The contract involves hauling of sewage and also provides for the construction of a plant that would incinerate part of the sludge and convert part of it into a crop fertilizer. The plant would be located in the Delray section of the city on east Jefferson, across the street from the city's waste water treatment plan. The city council approved the contract as part of its normal business operations.

"I'm very glad there's an investigation," said John Riehl, president of the American Federation of State, County and Municipal Employees Local 207, which opposed the contract because it threatened the jobs of more than 100 members who work at an incinerator where the sludge has been burned.

"We knew there was shady business, just from trying to deal with the City Council about it."

Councilwoman Monica Conyers, who had initially been vocal in opposition to the contract but switched her deciding vote from opposing to supporting the contract, is among those said to be under investigation in connection with the deal, a person familiar with the investigation said.

Detroit criminal attorney Steve Fishman would neither confirm nor deny Saturday that he is representing Conyers.

"It would be grotesquely premature for me to comment on any of this," Fishman said. "Call me back when you have something of substance."

Conyers could not be reached Saturday and a woman who answered the door at her home near Palmer Woods said she had no comment. She was absent from Detroit City Council for the latter part of the week and told colleagues she was being treated for a medical condition. Conyers is the spouse of U.S. Rep. John Conyers, D-Detroit, who chairs the House Judiciary Committee.

FBI Special Agent Sandra Berchtold said Saturday she could neither confirm nor deny the existence of an investigation. U.S. Attorney Stephen Murphy declined comment.

It is not known which council members are targets in the federal probe.

Synagro, a publicly traded national company based in Houston, Texas, partnered with Detroit-based RAS Development to help win City Council approval of the contract and to build in assurances that local firms would benefit from the contract dollars.

RAS is headed by Rayford W. Jackson, a Detroit businessman whose name was connected with an earlier City Council controversy over the sale of city-owned properties by Henry Hagood, the city's former planning and development director, to friends of his.

A 2006 audit by City Auditor General Loren Monroe found that many of the Detroit Neighborhood Development Corp. homes sold to Hagood's longtime friends Dalton Brown, Marcellus Oree and Vershawn Oree were first sold to Rayford Development or RAS Development Group, companies headed by Jackson.

Jackson could not be reached Saturday.

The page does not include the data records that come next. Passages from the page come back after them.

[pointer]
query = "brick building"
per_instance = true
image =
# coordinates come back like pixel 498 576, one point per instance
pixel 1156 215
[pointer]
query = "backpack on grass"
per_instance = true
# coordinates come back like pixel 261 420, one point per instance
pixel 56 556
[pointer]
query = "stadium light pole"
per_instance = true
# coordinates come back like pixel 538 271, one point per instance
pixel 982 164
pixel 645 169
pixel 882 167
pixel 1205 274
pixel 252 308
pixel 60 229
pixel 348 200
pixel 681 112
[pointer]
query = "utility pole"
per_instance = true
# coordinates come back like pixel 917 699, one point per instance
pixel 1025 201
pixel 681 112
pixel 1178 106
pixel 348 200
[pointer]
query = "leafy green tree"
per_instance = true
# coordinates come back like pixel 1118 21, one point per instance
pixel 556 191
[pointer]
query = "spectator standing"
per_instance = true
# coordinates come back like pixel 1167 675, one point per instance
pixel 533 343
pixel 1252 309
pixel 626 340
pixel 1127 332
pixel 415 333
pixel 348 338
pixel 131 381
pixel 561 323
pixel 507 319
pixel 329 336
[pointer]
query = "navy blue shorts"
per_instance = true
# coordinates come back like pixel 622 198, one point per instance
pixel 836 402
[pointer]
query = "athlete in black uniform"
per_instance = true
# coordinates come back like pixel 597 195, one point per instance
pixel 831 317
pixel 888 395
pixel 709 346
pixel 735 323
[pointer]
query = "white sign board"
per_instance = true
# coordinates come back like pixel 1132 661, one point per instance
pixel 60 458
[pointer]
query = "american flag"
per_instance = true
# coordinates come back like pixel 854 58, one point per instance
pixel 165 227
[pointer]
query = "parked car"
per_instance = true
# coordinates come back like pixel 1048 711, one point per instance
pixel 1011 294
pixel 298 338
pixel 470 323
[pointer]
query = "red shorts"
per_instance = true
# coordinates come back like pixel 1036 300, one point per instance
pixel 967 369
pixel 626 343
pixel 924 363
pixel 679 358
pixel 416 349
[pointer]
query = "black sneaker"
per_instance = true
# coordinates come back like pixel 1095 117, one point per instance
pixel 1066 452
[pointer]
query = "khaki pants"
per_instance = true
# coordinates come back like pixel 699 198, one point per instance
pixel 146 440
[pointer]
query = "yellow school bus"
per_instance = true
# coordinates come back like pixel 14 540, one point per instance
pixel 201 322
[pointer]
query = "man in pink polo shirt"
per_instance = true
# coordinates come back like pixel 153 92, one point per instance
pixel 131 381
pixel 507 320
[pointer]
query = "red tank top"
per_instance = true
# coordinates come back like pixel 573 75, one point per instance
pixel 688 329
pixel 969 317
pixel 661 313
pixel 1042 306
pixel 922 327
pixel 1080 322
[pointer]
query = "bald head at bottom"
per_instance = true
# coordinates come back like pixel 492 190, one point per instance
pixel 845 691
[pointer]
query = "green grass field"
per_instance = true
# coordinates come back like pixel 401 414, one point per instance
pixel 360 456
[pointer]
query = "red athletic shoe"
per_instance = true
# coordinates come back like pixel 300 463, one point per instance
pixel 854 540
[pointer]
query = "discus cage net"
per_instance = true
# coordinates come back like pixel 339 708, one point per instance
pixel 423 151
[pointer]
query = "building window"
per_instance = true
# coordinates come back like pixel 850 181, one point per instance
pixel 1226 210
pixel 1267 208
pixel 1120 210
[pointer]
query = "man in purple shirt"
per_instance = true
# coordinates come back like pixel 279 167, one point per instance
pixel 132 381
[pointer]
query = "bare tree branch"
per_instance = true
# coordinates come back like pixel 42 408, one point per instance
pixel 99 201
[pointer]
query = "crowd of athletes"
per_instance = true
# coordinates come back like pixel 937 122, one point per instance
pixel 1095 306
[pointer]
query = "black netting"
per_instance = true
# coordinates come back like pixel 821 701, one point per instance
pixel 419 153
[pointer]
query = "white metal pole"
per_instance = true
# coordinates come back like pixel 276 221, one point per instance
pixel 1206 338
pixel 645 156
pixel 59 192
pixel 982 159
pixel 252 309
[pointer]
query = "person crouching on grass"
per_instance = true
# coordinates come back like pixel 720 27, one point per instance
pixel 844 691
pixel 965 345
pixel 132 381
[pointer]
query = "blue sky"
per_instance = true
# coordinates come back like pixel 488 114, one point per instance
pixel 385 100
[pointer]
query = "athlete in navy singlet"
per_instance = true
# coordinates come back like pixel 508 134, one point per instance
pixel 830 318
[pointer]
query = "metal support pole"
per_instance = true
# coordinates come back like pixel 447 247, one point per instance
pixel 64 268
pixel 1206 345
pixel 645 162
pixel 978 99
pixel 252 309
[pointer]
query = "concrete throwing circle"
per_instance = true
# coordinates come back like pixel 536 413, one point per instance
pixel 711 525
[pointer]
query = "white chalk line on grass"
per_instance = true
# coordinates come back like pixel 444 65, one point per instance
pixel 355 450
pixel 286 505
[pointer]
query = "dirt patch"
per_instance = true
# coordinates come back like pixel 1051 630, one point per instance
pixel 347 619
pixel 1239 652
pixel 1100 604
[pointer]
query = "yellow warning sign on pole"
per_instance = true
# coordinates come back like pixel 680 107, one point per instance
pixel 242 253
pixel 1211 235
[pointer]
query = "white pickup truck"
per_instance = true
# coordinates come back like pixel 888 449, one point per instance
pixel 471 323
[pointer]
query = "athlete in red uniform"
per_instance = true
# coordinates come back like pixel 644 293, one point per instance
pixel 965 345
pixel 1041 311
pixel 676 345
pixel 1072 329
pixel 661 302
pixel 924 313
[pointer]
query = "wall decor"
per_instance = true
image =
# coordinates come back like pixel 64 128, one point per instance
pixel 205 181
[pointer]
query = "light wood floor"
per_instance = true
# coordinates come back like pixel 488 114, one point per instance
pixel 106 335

Synagro did not return calls to their Houston offices Friday and Saturday. Michigan company officials could not be reached Saturday.

Rumors about a possible investigation have swirled around City Hall for more than a week.

James Canning, spokesman for Mayor Kwame Kilpatrick, said the mayor had no comment.

Council President Kenneth V. Cockrel was contacted Saturday morning on his cell phone but said he could not immediately comment.

Councilwoman Sheila Cockrel also declined comment Saturday morning.

Recently Conyers was criticized for an outburst where she called the council president "Shrek" and for traveling to Europe, Hawaii and other destinations to attend conferences on behalf of the city pension board. Those trips were paid with retirement fund dollars.

A spokesman for the water department, George Ellenwood, said his only information about the probe has come from news reporters.

"No one in the water department has been contacted or been approached about this by law enforcement," Ellenwood said on Saturday. "If they were, that would have come through the law department and we would have cooperated fully."

City officials say it's cheaper than the $52 million a year it would take to process the sludge using its 40-year-old incinerator complex, which would include $125 million in federally required upgrades.

Synagro plans on burning 60 percent of the sludge using fluid bed incineration, which burns hotter and more consistently than the city's current technology, Pam Racey, a Synagro vice president, said earlier. The rest will be treated by the city and Synagro will work with Michigan farmers to apply it as fertilizer.